The Heat’s Small-Ball Lineup Injected Itself With A Dose Of Udonis Haslem

Towards the end of Game 3’s third quarter, NBA TV's Isiah Thomas made an interesting observation. The game was already in hand for Miami when Thomas proclaimed the Miami Heat as the greatest small ball team in NBA history. While they don't quite play at the pace of a prototypical small ball lineup, their offensive efficiency was tops in the league during the regular season.

Before the season began, Heat President Pat Riley sounded off on Miami’s diminutive lineup and had a similar assessment.

“I’m a small ball guy if you have guys like LeBron, or James Worthy and Magic Johnson, guys who are 6’8” 225, 230 (pounds) and are very versatile,” Riley told The Big O Show on 640 Sports in Miami. “You can put that guy at power forward so to speak, and surround him with perimeter guys and a non-scoring center.

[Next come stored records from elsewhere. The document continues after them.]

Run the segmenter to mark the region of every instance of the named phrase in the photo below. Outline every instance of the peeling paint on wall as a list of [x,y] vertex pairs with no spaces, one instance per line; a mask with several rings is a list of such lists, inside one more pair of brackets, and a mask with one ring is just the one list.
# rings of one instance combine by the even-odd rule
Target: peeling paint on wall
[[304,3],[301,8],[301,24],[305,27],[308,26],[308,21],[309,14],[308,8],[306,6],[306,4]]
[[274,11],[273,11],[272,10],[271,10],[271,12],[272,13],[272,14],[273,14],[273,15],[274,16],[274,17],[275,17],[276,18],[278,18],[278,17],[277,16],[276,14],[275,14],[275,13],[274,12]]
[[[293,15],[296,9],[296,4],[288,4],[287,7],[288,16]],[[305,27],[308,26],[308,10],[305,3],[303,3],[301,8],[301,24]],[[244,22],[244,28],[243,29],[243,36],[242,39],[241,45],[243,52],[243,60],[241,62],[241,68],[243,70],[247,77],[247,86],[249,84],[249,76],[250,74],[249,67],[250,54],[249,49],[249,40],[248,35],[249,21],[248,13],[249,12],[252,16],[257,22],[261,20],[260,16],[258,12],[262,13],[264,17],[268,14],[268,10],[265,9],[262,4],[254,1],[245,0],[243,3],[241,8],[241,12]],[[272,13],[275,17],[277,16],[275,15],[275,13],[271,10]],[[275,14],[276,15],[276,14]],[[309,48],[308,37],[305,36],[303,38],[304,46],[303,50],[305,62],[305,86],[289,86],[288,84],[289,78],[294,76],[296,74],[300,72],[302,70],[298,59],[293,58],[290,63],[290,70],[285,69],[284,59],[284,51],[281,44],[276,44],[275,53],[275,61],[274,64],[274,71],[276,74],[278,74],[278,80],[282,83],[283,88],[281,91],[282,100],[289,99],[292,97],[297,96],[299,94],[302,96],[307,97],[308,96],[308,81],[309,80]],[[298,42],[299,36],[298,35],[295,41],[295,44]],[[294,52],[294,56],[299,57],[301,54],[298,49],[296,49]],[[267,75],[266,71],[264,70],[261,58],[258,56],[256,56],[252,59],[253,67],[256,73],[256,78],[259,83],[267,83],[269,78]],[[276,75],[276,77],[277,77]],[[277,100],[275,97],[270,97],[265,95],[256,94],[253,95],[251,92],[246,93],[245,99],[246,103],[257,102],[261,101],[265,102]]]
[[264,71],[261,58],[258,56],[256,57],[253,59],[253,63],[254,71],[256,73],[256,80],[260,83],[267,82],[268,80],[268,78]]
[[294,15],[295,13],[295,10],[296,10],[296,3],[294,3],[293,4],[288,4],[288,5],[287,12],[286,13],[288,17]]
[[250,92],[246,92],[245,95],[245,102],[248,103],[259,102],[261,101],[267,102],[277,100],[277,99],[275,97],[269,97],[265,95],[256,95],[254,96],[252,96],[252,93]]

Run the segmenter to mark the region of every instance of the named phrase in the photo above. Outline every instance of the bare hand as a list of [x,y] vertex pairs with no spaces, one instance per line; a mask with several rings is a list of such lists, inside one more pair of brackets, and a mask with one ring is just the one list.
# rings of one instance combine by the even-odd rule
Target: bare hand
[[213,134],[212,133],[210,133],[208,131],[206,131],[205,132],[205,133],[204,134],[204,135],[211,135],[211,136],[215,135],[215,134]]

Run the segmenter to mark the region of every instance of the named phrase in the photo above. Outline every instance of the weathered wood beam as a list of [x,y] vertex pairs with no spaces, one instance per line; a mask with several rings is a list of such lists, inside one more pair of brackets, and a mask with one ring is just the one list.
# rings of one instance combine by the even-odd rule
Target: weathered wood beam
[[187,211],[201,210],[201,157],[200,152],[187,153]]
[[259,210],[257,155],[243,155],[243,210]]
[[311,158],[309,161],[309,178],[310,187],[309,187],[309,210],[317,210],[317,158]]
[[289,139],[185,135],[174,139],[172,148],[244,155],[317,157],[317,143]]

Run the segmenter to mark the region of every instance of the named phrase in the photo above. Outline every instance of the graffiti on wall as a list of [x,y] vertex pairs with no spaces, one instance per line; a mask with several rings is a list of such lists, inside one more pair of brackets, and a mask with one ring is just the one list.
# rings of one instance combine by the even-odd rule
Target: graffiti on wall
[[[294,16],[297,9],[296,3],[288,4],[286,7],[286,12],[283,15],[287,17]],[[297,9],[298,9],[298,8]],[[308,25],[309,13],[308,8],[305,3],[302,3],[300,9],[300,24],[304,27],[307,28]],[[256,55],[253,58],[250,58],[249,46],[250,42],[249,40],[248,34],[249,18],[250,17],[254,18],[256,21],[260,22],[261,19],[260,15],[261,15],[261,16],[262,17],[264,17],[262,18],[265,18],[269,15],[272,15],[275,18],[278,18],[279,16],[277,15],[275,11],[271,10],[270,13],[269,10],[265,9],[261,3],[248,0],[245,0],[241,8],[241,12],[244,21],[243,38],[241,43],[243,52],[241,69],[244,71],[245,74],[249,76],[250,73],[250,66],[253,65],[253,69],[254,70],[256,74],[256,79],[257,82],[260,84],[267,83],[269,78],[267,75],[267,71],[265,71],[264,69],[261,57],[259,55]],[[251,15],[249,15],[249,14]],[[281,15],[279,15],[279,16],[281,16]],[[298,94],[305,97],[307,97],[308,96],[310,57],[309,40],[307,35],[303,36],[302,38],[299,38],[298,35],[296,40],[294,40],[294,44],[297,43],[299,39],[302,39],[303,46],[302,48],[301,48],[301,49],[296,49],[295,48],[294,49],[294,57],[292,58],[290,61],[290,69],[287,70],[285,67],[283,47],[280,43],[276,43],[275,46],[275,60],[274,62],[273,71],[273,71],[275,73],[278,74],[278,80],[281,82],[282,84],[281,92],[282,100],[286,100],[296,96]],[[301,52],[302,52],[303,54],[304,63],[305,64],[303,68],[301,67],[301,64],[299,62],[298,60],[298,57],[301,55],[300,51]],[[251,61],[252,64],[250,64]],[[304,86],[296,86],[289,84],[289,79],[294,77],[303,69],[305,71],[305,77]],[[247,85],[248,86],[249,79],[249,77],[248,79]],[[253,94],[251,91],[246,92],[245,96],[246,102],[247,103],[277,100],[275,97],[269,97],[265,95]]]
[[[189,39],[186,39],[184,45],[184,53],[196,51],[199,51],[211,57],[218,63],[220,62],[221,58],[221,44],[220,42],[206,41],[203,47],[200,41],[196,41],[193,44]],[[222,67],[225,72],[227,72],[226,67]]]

That’s the nature of today’s game.”

However, Riley added his own caveat.

“Our small ball team is who we are now, I just want to have both.”

While it’s true that Miami relies on a slew of rangy shooters, including Ray Allen and Shane Battier, on the perimeter to clear the runway for for LeBron James and Dwayne Wade – Game 3 was a divergence from the usual.

Predictably, Indiana’s suffocating perimeter defense has Allen and Battier struggling behind the arc. Battier is 1-for-11 from three in this series and Ray Allen is 3-for-10, but has scavenged for points by diving off screens and darting towards the basket.

In the first two games of this series, Miami has been pummeled by Indiana’s space eaters in the lane. As a result, Eric Spoelstra has pumped an infusion of size into the Heat’s DNA.

In Allen and Battier’s place, the Heat looked to Chris Andersen and mainstay Udonis Haslem as alternative scoring valves. Andersen has been a revelation for Miami and is a perfect 13-for-13 from the field in this series.

Do most casual Heat fans even remember Haslem amidst the rock star fervor over The Big Three? He's the Heatles Ringo Starr and Wade’s Deputy Mayor of Miami. The Miami-born power forward has played for the Heat his entire 10-year career, but was displaced in the rotation by Battier this season. Battier is clearly a better defender on the perimeter and is a marksman behind the arc, but against the league’s top three-point defense, he’s become a liability. Indiana was eating good and Miami was looking malnourished.

Haslem shot 8-of-9 from the field in Game 3, after scoring three points in the first two games of this series. Indiana clamps down in the post and on the perimeter, but their main vulnerability all season long has been the midrange area. Haslem was 3-for-3 at the rim, but also made 5 of his 6 rhythm jumpers from the same spot on the right side.

The result was Miami’s best offensive performance of the series and a rout of Indiana.

Tired of getting pounded by Roy Hibbert and David West inside, Spoelstra decided to load down by slapping James in the paint. James, who has spent the last two summers refining his post-up skills with Hakeem Olajuwon, held his own post up clinic, and made all but one of his eight field goals in the rim’s area code.

Miami still had their asses handed to them on the offensive boards, but only because they couldn’t miss in the paint. James’ versatility has made him the portrait of NBA excellence, and small ball will be Miami’s legacy. They are six more wins from making that legacy immortal.